— Откровенно говоря, это было бы неплохо, — сказала она. — Если вам больше нечего делать… Здесь чертовски трудно найти людей. Молодежь бежит отсюда, старики умирают. Косилка там, в сарае; бензин, кажется, есть.
Я нашел и косилку и бензин и принялся за работу. Газон был обширный, и я провозился до полудня, а может, и немного дольше. Она сидела на террасе, читала и что-то пила — то ли джин со льдом, то ли просто холодную воду. Я присоединился к ней и все пытался придумать, как бы мне сделаться для нее не просто полезным человеком, но необходимым. Конечно, можно бы поухаживать за ней, попытаться стать ее любовником, но тогда, в случае удачи, пришлось бы делить с нею желтую комнату, а это было для меня невозможно.
— Если хотите перекусить на дорогу, — сказала она, — возьмите сыра или ветчины в холодильнике. Я жду кое-кого с четырехчасовым поездом, но вы, наверное, захотите уехать раньше.

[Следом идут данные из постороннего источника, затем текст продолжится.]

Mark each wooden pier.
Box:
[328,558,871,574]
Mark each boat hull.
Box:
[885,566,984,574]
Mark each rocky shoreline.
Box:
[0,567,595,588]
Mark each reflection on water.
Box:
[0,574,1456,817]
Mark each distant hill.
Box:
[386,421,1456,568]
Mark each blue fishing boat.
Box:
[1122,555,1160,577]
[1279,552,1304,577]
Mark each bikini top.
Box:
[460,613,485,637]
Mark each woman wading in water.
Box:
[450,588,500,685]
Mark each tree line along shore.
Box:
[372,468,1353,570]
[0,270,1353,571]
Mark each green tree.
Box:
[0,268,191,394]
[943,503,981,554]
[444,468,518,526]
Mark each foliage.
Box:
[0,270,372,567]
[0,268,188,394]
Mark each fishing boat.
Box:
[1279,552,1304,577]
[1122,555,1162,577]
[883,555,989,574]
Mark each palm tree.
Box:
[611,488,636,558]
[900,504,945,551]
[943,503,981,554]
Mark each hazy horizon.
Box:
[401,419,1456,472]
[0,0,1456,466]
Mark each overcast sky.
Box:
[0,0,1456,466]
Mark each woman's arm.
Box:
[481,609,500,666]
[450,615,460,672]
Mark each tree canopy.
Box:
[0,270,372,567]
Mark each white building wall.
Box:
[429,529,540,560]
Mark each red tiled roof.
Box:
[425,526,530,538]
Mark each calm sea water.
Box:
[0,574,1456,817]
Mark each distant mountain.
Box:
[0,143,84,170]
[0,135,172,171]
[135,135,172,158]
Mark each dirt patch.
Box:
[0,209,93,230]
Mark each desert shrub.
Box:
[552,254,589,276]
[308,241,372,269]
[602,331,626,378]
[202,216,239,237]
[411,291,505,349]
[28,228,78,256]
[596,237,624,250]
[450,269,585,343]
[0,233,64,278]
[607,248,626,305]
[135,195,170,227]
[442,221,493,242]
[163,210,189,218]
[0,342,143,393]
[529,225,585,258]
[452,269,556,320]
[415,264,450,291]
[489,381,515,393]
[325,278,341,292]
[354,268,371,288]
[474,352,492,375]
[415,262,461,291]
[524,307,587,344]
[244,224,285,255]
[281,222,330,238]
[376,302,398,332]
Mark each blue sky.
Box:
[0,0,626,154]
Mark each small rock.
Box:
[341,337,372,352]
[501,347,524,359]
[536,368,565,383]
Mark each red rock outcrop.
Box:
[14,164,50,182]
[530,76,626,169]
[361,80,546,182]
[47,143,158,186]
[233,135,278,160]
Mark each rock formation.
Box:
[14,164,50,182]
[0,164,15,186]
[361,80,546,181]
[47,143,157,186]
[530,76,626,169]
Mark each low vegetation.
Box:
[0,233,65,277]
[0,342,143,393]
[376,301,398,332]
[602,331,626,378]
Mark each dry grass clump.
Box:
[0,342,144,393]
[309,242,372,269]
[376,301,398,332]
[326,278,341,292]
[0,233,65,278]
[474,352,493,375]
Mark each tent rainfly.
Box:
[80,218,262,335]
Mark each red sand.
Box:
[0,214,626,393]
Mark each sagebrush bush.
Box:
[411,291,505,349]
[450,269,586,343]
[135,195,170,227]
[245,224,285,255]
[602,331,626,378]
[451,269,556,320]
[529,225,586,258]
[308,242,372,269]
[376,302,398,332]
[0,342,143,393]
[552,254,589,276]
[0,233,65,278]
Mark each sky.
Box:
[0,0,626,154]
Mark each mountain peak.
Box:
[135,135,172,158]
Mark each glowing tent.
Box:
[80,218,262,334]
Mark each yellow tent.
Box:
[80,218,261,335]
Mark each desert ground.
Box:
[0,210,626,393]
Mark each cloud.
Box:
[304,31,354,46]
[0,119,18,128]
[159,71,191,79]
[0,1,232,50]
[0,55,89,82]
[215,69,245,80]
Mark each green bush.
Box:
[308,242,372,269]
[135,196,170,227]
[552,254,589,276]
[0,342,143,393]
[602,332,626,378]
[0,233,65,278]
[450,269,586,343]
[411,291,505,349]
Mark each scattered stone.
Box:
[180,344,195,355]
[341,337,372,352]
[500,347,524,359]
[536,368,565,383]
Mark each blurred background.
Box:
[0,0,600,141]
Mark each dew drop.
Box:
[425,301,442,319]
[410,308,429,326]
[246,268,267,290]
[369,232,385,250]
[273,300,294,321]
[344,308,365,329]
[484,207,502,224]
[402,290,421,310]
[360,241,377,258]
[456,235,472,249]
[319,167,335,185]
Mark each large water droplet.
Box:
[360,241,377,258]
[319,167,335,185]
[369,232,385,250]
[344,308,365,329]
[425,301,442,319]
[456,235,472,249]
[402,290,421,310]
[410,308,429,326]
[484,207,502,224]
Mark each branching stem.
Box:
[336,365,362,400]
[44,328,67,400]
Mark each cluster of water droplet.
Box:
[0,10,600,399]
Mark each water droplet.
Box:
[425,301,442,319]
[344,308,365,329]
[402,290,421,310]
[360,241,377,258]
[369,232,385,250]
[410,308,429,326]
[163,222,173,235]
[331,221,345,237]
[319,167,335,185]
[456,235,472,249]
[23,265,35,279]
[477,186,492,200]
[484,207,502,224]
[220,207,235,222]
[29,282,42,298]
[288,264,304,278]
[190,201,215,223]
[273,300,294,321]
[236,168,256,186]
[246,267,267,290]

Меня объял ужас. Уехать? Вновь окунуться в мутные зеленые воды Леты, вернуться к своему проклятому малодушию, к постели, в которой я кутался с головой, пугаясь малейшего шороха, к джину, без анестезирующего действия которого я не мог проглотить кусок омлета? Интересно, какого пола этот «кое-кто», которого она ждет? Если женщина, то почему бы мне не остаться на правах посыльного или садовника, который питается на кухне и спит в желтой комнате?
— Вам больше ничего не надо? — спросил я. — Может быть, наколоть дров?
— Мне доставляют дрова из Бленвиля.
— Хотите, я наколю щепок для растопки?
— Да нет, пожалуй, — ответила она.
— Наружная дверь на кухне осела, — сказал я. — Я мог бы ее поправить.
Сделав вид, будто не слышит моих последних слов, она прошла в комнаты и вернулась с двумя бутербродами.
— Горчицы не нужно? — спросила она.
— Нет, спасибо.
Я принял из ее рук бутерброд, как священную просвирку, ибо это была последняя пища, какую мне предстояло проглотить с аппетитом, покуда я не вернусь вновь в эту желтую комнату, а когда-то еще это будет! Я был в отчаянии.
— Вы ждете гостя или гостью? — спросил я.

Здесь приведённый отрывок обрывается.